No, our first assumption was right. The O2 is stuck in some kind of localized time warp. If you want to eat yourself into a carb, sugar and salt coma for the cost of a dinner for two at a proper restaurant, then hie ye to the O2 and load up on Krispy Kremes and fat burgers. If you think that eating something that doesn’t start clogging your arteries at 50 paces might be an idea, well, then you’re shit outta luck. As for gluten intolerant, the O2 hasn’t heard of this new fangled faddishness and have you thought about popcorn as an alternative to actual food?

My friend’s partner wasn’t allowed to bring in his plastic bottle of water. There really is no justification for this, other than the venue being determined to charge water drinkers three times the going rate. So yes, you could buy water, but you weren’t allowed the bottle cap. Eh? After puzzling over this, we decided that it’s in case the crowd decided to sod listening to the music and waving their phones in torch mode, and instead chose to spend the entire time gnawing bottle caps into weapons and rising up en masse to inflict minor flesh wounds on hapless fellow concert goers. Well, just think of the insurance premium on that risk! Suddenly… no, the whole bottle cap thing just Does. Not. Make. Sense.
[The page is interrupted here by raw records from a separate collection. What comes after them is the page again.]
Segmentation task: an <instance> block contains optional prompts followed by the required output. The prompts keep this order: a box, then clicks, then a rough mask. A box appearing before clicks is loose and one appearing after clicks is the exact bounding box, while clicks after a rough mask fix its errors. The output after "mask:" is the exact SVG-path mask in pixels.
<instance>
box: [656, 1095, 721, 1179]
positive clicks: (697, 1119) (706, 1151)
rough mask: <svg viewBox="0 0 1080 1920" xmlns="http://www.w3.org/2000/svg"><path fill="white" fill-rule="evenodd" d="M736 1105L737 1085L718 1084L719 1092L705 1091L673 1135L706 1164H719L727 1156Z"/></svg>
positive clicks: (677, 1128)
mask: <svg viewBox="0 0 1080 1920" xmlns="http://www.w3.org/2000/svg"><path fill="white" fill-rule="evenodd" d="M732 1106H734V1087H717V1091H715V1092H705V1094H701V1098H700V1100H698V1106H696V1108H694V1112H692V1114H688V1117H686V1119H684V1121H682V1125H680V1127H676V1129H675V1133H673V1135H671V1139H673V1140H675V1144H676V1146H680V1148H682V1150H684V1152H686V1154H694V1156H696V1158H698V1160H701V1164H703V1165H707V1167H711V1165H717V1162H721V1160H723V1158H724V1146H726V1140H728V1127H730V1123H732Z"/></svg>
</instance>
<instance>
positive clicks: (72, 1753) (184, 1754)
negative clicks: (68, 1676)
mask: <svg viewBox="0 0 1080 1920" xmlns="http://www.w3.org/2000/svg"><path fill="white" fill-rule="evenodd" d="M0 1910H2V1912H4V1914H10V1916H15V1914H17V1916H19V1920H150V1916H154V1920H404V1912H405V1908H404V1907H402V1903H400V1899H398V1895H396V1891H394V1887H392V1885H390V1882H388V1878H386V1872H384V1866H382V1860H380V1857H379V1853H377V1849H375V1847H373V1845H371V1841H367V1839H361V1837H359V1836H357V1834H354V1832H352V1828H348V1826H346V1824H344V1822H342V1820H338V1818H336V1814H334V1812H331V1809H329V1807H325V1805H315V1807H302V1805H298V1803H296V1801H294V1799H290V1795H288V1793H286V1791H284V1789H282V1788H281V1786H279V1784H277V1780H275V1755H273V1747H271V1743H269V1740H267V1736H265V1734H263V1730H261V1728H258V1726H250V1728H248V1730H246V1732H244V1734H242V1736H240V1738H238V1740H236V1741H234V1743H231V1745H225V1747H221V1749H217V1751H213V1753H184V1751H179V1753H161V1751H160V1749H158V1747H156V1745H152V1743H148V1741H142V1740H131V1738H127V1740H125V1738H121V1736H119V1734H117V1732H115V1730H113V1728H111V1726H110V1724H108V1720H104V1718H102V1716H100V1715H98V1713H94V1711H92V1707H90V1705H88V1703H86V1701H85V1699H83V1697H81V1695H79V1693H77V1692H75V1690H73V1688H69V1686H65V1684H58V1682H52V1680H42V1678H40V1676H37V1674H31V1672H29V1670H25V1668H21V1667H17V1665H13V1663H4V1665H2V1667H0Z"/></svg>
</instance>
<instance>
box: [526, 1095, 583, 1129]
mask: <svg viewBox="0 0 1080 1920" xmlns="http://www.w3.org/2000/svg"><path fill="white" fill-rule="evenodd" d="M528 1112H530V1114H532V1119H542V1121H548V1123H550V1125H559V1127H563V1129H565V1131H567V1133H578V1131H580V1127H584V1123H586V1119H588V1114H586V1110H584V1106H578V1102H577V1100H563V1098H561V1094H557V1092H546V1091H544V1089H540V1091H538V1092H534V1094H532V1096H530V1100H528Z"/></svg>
The thing is, tickets for that evening were about £100. That’s not cheap. That sets certain expectations about the whole experience, which do not include ridiculous rules, not being able to get anything to eat for six hours, or having to queue so long for a bathroom that you risk missing part of a set. If anything clearly demonstrates a venue’s lack of interest in attendees as other than walking wallets, it’s the brazenness of charging £4 for nachos (by which I mean literally the corn chips, not the dish including actual ingredients).

It is disrespectful commoditization of people, and frankly, the O2 can fuck right off.